Dog owners have been warned to look out for a potentially poisonous plant after it was linked to several pet deaths in Northern Ireland.

The hemlock plant contains alkaloids which attack the nervous system and can cause breathing difficulties, paralysis and death in pets. It is also harmful to humans.

The roots of the plant, which is also known as the Hemlock Water Dropwort, are the most toxic part.

(Getty Images)

The plant was linked to the death of a dog in Lough Neagh in County Antrim this month after the pet became ill.

The dog is thought to have been exposed to a hemlock plant before it died, while several other canine deaths have been reported in the area.

A boom in the crop of the poisonous plant is thought to have been caused by damp conditions in the area in Northern Ireland.

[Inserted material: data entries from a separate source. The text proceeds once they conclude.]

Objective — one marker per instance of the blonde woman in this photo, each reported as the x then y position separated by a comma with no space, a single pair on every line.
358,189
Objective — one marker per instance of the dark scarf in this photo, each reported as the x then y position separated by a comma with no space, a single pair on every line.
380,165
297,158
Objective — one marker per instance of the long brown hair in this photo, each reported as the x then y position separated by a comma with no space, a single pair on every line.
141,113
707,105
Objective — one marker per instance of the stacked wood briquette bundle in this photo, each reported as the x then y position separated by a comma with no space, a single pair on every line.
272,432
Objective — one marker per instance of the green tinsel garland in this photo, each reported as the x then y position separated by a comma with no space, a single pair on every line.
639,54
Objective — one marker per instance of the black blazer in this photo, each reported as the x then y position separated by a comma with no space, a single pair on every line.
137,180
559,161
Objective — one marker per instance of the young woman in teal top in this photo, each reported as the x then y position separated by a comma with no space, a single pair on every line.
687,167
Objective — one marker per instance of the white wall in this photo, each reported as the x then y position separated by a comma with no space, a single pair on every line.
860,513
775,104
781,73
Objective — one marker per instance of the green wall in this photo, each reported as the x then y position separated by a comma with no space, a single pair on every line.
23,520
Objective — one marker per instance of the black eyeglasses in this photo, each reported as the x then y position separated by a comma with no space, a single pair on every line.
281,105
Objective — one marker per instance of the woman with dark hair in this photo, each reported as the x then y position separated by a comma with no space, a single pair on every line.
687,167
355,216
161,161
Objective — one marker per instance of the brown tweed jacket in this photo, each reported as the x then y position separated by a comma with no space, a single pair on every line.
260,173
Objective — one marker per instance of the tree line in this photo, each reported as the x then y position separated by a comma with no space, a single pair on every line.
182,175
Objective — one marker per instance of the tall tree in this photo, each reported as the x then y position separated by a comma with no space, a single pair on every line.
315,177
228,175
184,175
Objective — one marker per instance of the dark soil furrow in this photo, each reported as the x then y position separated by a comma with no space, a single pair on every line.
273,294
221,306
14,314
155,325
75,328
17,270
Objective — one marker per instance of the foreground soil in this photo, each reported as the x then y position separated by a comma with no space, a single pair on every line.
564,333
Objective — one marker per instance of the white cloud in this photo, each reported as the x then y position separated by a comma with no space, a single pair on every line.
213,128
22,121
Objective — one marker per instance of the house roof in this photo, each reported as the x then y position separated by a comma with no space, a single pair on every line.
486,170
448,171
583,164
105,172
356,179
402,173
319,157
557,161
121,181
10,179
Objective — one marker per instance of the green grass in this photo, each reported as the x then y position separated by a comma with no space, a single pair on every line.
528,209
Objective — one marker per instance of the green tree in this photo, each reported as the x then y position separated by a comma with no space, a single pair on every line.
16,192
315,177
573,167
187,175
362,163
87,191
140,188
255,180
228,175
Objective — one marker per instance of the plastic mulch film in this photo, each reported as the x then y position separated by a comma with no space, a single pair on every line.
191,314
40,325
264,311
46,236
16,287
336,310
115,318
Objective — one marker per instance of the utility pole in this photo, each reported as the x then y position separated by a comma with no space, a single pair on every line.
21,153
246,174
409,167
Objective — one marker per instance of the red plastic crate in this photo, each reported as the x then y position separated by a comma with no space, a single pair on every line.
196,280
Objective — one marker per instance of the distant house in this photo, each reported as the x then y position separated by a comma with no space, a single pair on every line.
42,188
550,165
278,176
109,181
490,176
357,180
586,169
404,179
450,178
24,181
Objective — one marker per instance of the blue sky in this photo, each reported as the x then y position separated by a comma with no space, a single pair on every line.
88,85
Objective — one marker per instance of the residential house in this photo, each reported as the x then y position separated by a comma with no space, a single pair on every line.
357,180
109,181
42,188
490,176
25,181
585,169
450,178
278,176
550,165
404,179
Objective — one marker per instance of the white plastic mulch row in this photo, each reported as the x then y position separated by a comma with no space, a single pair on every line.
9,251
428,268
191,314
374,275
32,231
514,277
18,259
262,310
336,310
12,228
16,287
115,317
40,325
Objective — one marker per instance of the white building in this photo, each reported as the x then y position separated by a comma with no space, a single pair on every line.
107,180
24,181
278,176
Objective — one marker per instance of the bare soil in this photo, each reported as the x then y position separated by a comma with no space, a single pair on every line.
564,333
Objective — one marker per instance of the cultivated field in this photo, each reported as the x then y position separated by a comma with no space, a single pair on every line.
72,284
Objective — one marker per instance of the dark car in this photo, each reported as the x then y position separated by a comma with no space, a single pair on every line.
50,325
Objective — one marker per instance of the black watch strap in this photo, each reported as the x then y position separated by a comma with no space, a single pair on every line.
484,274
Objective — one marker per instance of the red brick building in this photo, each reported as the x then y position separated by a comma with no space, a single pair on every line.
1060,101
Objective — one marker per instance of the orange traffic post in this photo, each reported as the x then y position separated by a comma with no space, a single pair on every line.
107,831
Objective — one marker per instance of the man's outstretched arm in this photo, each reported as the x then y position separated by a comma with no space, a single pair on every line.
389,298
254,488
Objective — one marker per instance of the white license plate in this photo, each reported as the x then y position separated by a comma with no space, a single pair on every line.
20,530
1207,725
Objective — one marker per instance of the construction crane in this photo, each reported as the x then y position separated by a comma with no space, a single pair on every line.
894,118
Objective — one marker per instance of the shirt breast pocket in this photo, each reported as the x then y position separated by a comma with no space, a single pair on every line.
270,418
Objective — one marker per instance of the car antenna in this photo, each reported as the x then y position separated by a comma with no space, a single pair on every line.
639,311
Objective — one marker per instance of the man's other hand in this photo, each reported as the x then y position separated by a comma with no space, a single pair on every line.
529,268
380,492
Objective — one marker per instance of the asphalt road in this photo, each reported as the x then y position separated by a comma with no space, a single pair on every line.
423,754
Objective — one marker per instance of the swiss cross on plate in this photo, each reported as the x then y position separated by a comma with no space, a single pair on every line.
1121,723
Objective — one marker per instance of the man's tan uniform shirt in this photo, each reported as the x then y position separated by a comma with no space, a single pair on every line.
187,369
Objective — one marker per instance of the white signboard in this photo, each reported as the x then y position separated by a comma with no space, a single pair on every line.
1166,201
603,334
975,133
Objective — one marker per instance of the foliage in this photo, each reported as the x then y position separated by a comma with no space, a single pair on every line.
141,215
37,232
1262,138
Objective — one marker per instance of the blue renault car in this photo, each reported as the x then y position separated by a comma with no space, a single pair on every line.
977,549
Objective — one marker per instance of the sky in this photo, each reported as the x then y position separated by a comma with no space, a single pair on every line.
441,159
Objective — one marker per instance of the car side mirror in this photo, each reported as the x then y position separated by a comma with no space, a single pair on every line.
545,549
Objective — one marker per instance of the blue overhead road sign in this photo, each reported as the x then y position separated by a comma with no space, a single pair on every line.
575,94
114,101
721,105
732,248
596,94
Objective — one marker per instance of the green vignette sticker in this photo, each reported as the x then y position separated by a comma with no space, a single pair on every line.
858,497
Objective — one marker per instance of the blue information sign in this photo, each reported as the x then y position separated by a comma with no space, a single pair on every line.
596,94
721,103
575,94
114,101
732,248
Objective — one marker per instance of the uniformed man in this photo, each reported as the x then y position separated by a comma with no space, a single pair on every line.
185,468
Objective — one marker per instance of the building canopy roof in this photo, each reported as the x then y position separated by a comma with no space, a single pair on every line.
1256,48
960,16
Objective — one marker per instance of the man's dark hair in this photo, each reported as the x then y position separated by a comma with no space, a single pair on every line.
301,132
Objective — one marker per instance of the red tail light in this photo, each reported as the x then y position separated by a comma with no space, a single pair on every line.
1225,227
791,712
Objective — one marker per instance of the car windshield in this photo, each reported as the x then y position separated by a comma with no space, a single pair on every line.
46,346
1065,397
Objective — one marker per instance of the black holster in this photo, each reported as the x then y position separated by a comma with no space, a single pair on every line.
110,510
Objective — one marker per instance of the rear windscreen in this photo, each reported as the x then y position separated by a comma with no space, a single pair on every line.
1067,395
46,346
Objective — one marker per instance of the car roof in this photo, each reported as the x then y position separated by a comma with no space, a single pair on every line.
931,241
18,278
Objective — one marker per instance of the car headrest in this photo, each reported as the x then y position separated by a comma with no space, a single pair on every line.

A spokesperson for the Northern Ireland Environment Agency (NIEA) a site inspection took place on May 23 and “a large amount of toxic but fairly common Hemlock Water Dropwort” was found.

Signage has since been put up in the area to warn pet owners about the poisonous plant, the agency said.

The agency described the hemlock plant as “perhaps the most poisonous indigenous plant.”

The plant, which grows well in the UK and Northern Ireland climate, can grow up to ten feet tall (2.4 metres), has small white flowers and a hairless stem with purple blotches.

Concerns have grown that the plant could end up in people’s gardens as it can be easily mistaken for Cow Parsley, which is edible.

The hemlock plant’s poison causes the plant to emit a smell botanists have compared to mouse urine.

In August 2021, Indiana’s Natural Resources Conservation Service warned the plant is rapidly spreading through US parks and backyards.